$f : \mathbb{R} \rightarrow \mathbb{R} $ even, let $S$ be $\{f : \mathbb{R} \rightarrow \mathbb{R}: f(-x)=f(x), \forall x\in\mathbb{R}\}$
Now, since $S$ is a subset of the set of all functions from $\mathbb{R}$ to $ \mathbb{R}$ we know that $k(S) \leq 2^C$.
I'm really not sure how to go about this. I suspect I should find some injection from either $P(\mathbb{R})$ or the set of all functions, to S.
I figured I could work with some mapping like $f \to f\circ g $ where $g(x) = x^2$ because that way I could render any function even. The problem with that is that it's not an injection so I can't apply the Cantor-Schröder–Bernstein theorem.
I would appreciate any hint whatsoever!!
I don't know what $C$ means in your question. Also I don't think composing with $x^2$ will work because this is not injective.
Instead you can argue as follows:
First, prove (unless you already know) that the there is a bijection $b:\mathbb{R}\rightarrow[0,\infty]$.
Then let $f\in S$ and consider $f|_{[0,\infty]}$ this is a map from $[0,\infty]\rightarrow\mathbb{R}$. Now compose this function with $b$ you get a map $$\mathbb{R} \overset{b}{\longrightarrow}[0,\infty]\overset{f|_{[0,\infty]}}{{\longrightarrow}\mathbb{R}}$$
Call this map $\varphi:S\rightarrow \mathbb{R}^\mathbb{R}$ where $\mathbb{R}^\mathbb{R}$ denotes the set of functions from $\mathbb{R}\rightarrow\mathbb{R}$.

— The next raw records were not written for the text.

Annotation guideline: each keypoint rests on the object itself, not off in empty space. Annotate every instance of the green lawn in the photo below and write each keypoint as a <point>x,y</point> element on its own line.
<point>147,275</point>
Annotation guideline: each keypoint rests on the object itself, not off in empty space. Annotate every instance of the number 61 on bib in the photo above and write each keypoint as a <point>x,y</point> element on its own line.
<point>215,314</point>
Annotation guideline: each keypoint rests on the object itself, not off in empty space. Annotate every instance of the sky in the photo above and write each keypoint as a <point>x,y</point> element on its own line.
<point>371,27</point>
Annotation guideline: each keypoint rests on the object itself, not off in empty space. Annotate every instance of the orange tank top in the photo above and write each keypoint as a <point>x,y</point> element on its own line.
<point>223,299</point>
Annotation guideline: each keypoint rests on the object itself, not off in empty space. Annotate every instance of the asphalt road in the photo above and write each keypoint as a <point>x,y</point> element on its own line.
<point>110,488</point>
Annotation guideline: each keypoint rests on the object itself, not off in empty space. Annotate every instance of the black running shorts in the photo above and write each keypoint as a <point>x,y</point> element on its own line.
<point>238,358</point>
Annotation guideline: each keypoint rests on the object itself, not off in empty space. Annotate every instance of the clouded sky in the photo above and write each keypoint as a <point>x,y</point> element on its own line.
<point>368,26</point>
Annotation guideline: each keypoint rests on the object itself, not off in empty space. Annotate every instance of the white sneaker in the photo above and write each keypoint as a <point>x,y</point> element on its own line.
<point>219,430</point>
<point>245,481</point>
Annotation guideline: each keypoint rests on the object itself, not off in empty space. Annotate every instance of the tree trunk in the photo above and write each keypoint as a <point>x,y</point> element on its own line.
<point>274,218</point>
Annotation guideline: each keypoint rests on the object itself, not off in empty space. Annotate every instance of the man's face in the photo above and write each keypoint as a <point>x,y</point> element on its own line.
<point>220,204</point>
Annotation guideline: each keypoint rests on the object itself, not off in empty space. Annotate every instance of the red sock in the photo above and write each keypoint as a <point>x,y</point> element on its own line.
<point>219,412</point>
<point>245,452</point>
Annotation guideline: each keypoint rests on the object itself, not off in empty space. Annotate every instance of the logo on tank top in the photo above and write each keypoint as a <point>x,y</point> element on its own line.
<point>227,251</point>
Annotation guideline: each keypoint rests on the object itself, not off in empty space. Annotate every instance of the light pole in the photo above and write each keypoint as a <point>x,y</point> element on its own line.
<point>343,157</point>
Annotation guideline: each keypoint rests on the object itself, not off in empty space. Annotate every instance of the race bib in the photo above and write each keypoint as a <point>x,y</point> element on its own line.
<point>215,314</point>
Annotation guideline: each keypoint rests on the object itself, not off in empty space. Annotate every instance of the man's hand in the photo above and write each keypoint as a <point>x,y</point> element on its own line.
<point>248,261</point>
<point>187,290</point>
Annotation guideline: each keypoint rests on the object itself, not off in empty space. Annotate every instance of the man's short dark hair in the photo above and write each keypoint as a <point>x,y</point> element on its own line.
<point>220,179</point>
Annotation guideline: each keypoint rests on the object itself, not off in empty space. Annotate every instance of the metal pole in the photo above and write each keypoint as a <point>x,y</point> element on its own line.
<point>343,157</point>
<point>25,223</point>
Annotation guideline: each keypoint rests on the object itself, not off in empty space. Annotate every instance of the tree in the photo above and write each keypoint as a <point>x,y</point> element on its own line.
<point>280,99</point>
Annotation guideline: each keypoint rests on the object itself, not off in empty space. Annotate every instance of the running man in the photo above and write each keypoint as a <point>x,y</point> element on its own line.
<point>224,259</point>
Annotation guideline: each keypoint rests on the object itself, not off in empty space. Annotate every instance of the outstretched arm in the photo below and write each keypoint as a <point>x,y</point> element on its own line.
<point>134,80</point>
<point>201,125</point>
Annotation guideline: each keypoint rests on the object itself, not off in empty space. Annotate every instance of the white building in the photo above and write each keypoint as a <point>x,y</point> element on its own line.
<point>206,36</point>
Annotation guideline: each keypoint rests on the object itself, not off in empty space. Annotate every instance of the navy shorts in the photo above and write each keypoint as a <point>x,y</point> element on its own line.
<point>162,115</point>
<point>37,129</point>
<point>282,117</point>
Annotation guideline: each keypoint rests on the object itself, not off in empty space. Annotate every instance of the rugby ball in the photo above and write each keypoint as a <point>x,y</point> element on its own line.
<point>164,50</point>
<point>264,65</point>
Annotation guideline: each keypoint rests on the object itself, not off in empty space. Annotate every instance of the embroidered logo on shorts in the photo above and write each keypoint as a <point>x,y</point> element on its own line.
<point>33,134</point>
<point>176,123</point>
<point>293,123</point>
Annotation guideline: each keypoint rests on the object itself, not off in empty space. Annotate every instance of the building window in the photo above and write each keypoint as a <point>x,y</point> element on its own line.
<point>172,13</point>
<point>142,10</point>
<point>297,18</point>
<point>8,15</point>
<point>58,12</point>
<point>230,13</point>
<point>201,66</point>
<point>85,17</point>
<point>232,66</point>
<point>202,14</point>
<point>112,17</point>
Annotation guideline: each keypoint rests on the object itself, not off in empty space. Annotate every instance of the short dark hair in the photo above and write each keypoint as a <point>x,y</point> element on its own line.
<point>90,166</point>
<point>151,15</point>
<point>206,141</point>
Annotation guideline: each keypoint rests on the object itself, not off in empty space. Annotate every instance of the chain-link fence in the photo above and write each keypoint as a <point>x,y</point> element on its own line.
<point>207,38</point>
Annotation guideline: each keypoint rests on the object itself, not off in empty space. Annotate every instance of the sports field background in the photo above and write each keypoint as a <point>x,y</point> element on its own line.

It is left to show that $\varphi$ is a bijection.
It is 1:1, for if $f,g\in S$ such that $\varphi(f)=\varphi(g)$ then $f,g$ agree on $[0,\infty]$ but since $f(-x)=f(x)$ and $g(-x)=g(x)$ you have that $f=g$.
It is onto, for if $f:\mathbb{R}\rightarrow\mathbb{R}$ we can compose $f$ with $b^{-1}$ to get a map from $[0,\infty]\rightarrow \mathbb{R}$ (first apply $b^{-1}$ and then $f$) applying $\varphi$ on this map we will get $f$ again. In other words $f$ is in the range of $\varphi$ and so it is also onto.